- Specialty: Endocrinology

= Thyrotoxicosis factitia =

Thyrotoxicosis factitia (alimentary thyrotoxicosis, exogenous thyrotoxicosis) is a condition of thyrotoxicosis caused by the ingestion of exogenous thyroid hormone. It can be the result of mistaken ingestion of excess drugs, such as levothyroxine and triiodothyronine, or as a symptom of Munchausen syndrome. It is an uncommon form of hyperthyroidism.

Patients present with hyperthyroidism and may be mistaken for Graves' disease, if TSH receptor positive, or thyroiditis because of absent uptake on a thyroid radionuclide uptake scan due to suppression of thyroid function by exogenous thyroid hormones. Ingestion of thyroid hormone also suppresses thyroglobulin levels helping to differentiate thyrotoxicosis factitia from other causes of hyperthyroidism, in which serum thyroglobulin is elevated.
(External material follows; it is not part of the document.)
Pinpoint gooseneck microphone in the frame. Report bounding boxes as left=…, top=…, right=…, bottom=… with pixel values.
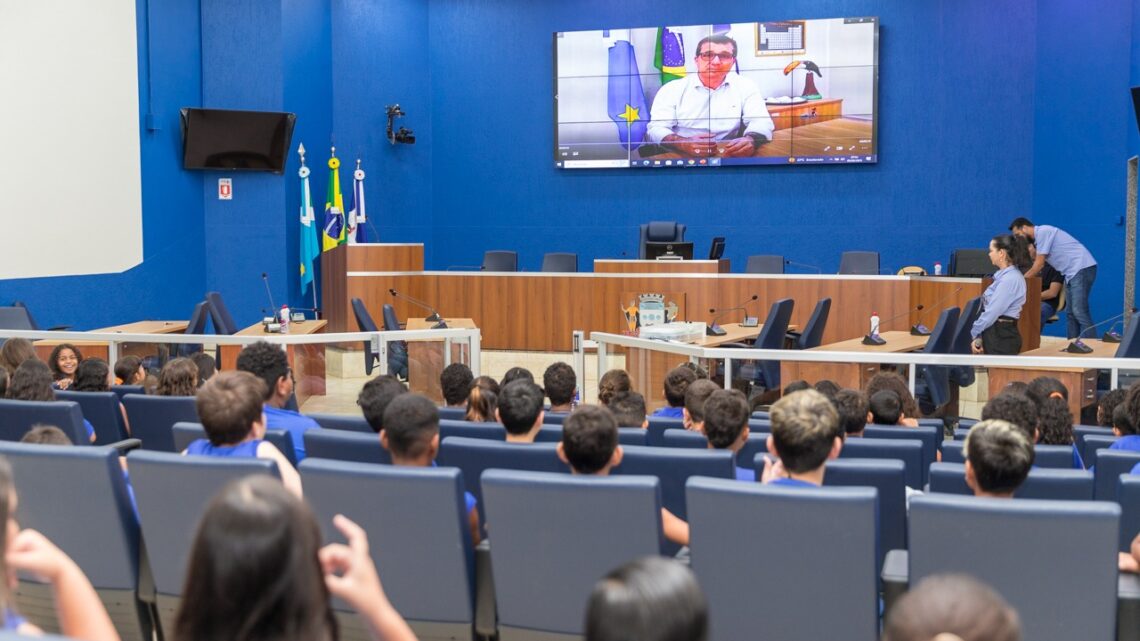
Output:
left=705, top=294, right=760, bottom=336
left=388, top=287, right=447, bottom=330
Caution, however, should be exercised in interpreting thyroglobulin results without thyroglobulin antibodies, since thyroglobulin antibodies commonly interfere in thyroglobulin immunoassays causing false positive and negative results which may lead to clinical misdirection. In such cases, increased fecal thyroxine levels in thyrotoxicosis factitia may help differentiate it from other causes of hyperthyroidism.